Lily Allen, Robbie Williams
“They could have a yard sale and sell the gold records off the wall, but I don’t think that’s going to solve the problem,” said Ted Cohen, a former senior vice president of EMI’s global digital operation.
For artists renegotiating contracts, the lure of a financially sound company such as Universal Music or Sony is obvious, said Jonathan Shalit, who manages Myleene Klass and Jamelia. “It doesn’t take a rocket scientist to figure out that you’d sign with a solid company.”
Lily Allen early last year told The Word magazine she “hated” Terra Firma. “They don’t know how to run a creative business. They are killing us, frankly.”
Robbie Williams’s manager, Tim Clark, who two years ago said Hands behaved like a “plantation owner,” has changed his tune, telling Music Week magazine in February that EMI “really got a grip with things” on its operational side. Clark didn’t respond to messages seeking comment.
‘Period of Flux’
EMI has had some victories. Lady Antebellum, a country band signed to EMI, was this year’s first to sell a million albums in the U.S., according to Nielsen SoundScan. It was the fastest to cross the million-mark since 2005, SoundScan said. EMI has also had 200 new signings globally in the last 18 months, including Cypress Hill and American Voodoo.
Still, Scott Booker, manager of the Flaming Lips, said the cloud over Terra Firma and EMI does influence whether he would advise one of his acts to sign with the label.
“Would I sign to EMI right now? No,” said Booker, who also heads of the Academy of Contemporary Music at the University of Central Oklahoma. “I’d wait to see where the dust settles; there is going to be a period of flux over there. Why get in the middle of that? They just can’t afford to promote and market the same way they used to.”
EMI’s challenges come against the backdrop of the music industry grappling with declining CD sales amid piracy and a shift in consumer preference for digital downloads. U.S. compact disc sales fell 65 percent from 2000 to 2009, according to SoundScan. Vivendi SA’s Universal Music Group, the world’s largest record label, reported revenue fell 6.2 percent last year to 4.36 billion euros.

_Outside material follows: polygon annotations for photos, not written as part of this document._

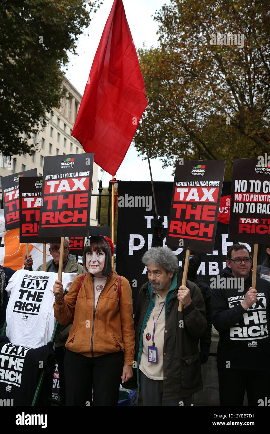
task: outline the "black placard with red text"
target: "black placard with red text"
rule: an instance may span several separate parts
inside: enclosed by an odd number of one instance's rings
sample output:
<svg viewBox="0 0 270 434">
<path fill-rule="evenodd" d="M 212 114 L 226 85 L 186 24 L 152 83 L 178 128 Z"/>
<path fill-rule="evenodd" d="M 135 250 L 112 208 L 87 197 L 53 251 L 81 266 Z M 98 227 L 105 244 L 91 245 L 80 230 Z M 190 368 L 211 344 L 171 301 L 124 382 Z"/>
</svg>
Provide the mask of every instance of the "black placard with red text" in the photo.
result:
<svg viewBox="0 0 270 434">
<path fill-rule="evenodd" d="M 60 243 L 60 238 L 39 237 L 42 178 L 20 178 L 19 185 L 20 243 Z"/>
<path fill-rule="evenodd" d="M 224 160 L 177 162 L 166 244 L 211 253 Z"/>
<path fill-rule="evenodd" d="M 270 243 L 270 167 L 234 158 L 229 240 Z"/>
<path fill-rule="evenodd" d="M 6 230 L 20 227 L 19 180 L 28 176 L 36 176 L 36 169 L 30 169 L 8 176 L 1 176 L 3 207 Z"/>
<path fill-rule="evenodd" d="M 93 154 L 45 158 L 39 236 L 87 236 L 93 164 Z"/>
</svg>

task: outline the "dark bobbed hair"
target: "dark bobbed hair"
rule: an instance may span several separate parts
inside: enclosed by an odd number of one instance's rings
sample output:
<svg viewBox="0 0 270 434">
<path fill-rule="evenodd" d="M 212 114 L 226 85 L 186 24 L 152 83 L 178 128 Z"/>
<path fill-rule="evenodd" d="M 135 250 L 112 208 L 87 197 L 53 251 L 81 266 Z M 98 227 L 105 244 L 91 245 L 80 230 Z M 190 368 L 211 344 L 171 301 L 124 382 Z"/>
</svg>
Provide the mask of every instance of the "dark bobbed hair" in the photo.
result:
<svg viewBox="0 0 270 434">
<path fill-rule="evenodd" d="M 231 247 L 230 247 L 227 253 L 227 256 L 226 257 L 226 260 L 229 260 L 231 259 L 231 252 L 233 250 L 237 252 L 238 250 L 246 250 L 247 252 L 248 252 L 248 254 L 250 259 L 252 259 L 252 256 L 249 250 L 248 249 L 246 246 L 244 244 L 234 244 Z"/>
<path fill-rule="evenodd" d="M 111 271 L 111 246 L 106 238 L 101 235 L 96 235 L 88 239 L 84 249 L 82 255 L 82 263 L 85 270 L 86 268 L 85 257 L 88 252 L 97 252 L 102 250 L 105 253 L 105 258 L 104 268 L 102 270 L 102 276 L 108 276 Z"/>
</svg>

EMI’s Leoni-Sceti has said the company’s revenue will rise in the current year, after gaining 4.6 percent in the 12 months ended in March 2009. Earnings before interest, taxes, depreciation and amortization more than tripled to 163 million pounds. EMI has said it sees earnings by that measure rising to 200 million pounds this year.
After buying EMI, Hands changed the management team. Former CEO Eric Nicoli left shortly after Hands bought the company. He was replaced by cleaning-products executive Leoni-Sceti, the former head of Europe for Reckitt Benckiser Plc.
“Hands came with a clear statement of intent to do things differently,” said Mark Mulligan, a music industry analyst at Forrester Research Inc. in London. “Hands and Terra Firma’s principles are very sound and he made some very shrewd moves, but at the same time he reacted just as strongly on what he saw as excesses.”
Terra Firma in November offered to inject 1 billion pounds into EMI in return for a similar cut in the music company’s 2.5 billion-pound debt held by Citigroup, people with knowledge of the talks said then. Citigroup spurned the offer, saying it would have forced the bank to write off debt without getting equity in EMI.
“My hope is that EMI either gains strength by being able to borrow what it needs or merge with another label,” said Lester, the manager who signed Arctic Monkeys. “The heritage of EMI is important to the music industry.”